Following approval for a mission extension, that is the trail of NASA’s New Horizons spacecraft towards its subsequent goal, the Kuiper Belt object 2014 MU69, initially nicknamed “PT1” (for “Potential Target 1”) by the New Horizons group. Image credit: NASA/JHUAPL/SwRI/Alex Parker

NASA’s New Horizons mission to Pluto and the Kuiper Belt is in search of your concepts on what to informally title its subsequent flyby vacation spot, a billion miles (1.6 billion kilometres) previous Pluto.

On New Year’s Day 2019, the New Horizons spacecraft will fly previous a small, frozen world within the Kuiper Belt, on the outer fringe of our photo voltaic system. The goal Kuiper Belt object (KBO) presently goes by the official designation “(486958) 2014 MU69.” NASA and the New Horizons group are asking the general public for badist in giving “MU69” a nickname to make use of for this exploration goal.

“New Horizons made history two years ago with the first close-up look at Pluto, and is now on course for the farthest planetary encounter in the history of spaceflight,” mentioned Thomas Zurbuchen, affiliate administrator for NASA’s Science Mission Directorate in Washington. “We’re pleased to bring the public along on this exciting mission of discovery.”

After the flyby, NASA and the New Horizons challenge plan to decide on a proper title to undergo the International Astronomical Union, primarily based partially on whether or not MU69 is discovered to be a single physique, a binary pair, or maybe a system of a number of objects. The chosen nickname will probably be used within the interim.

“New Horizons has always been about pure exploration, shedding light on new worlds like we’ve never seen before,” mentioned Alan Stern, New Horizons principal investigator from Southwest Research Institute in Boulder, Colorado. “Our close encounter with MU69 adds another chapter to this mission’s remarkable story. We’re excited for the public to help us pick a nickname for our target that captures the excitement of the flyby and awe and inspiration of exploring this new and record-distant body in space.”

The naming marketing campaign is hosted by the SETI Institute of Mountain View, California, and led by Mark Showalter, an institute fellow and member of the New Horizons science group.
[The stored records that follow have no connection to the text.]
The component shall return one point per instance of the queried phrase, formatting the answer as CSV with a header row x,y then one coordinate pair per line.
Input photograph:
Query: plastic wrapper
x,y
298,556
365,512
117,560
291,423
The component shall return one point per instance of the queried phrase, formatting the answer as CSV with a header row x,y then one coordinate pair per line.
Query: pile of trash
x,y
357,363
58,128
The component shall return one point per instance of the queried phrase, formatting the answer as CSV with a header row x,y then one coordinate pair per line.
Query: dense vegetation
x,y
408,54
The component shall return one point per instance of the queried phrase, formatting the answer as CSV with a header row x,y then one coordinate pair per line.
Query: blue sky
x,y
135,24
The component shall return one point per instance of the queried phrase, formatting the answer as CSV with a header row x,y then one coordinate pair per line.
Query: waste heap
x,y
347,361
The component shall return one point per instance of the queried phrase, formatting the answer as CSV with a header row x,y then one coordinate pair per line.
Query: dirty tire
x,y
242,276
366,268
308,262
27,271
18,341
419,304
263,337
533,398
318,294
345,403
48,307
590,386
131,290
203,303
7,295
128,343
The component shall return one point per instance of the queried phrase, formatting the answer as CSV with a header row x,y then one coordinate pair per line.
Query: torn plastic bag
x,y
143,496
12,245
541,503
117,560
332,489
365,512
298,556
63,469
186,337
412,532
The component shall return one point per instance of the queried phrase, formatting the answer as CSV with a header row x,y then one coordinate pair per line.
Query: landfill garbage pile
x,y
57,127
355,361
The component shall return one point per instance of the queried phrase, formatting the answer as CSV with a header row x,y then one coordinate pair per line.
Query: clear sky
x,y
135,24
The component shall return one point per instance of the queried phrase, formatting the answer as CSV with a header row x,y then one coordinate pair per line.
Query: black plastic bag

The web site ( contains names presently into consideration; web site guests can vote for his or her favorites or nominate names they suppose ought to be added to the poll. “The campaign is open to everyone,” Showalter mentioned. “We are hoping that somebody out there proposes the perfect, inspiring name for MU69.”

The marketing campaign will shut at three pm EST/12 midday PST (2000 GMT) on Dec. 1. NASA and the New Horizons group will overview the highest vote-getters and announce their choice in early January.

Telescopic observations of MU69, which is greater than four billion miles (6.5 billion kilometres) from Earth, trace on the Kuiper Belt object being both a binary orbiting pair or a contact (caught collectively) pair of practically like-sized our bodies — which means the group may really need two or extra short-term tags for its goal.

“Many Kuiper Belt Objects have had informal names at first, before a formal name was proposed. After the flyby, once we know a lot more about this intriguing world, we and NASA will work with the International Astronomical Union to badign a formal name to MU69,” Showalter mentioned. “Until then, we’re excited to bring people into the mission and share in what will be an amazing flyby on New Year’s Eve and New Year’s Day, 2019!”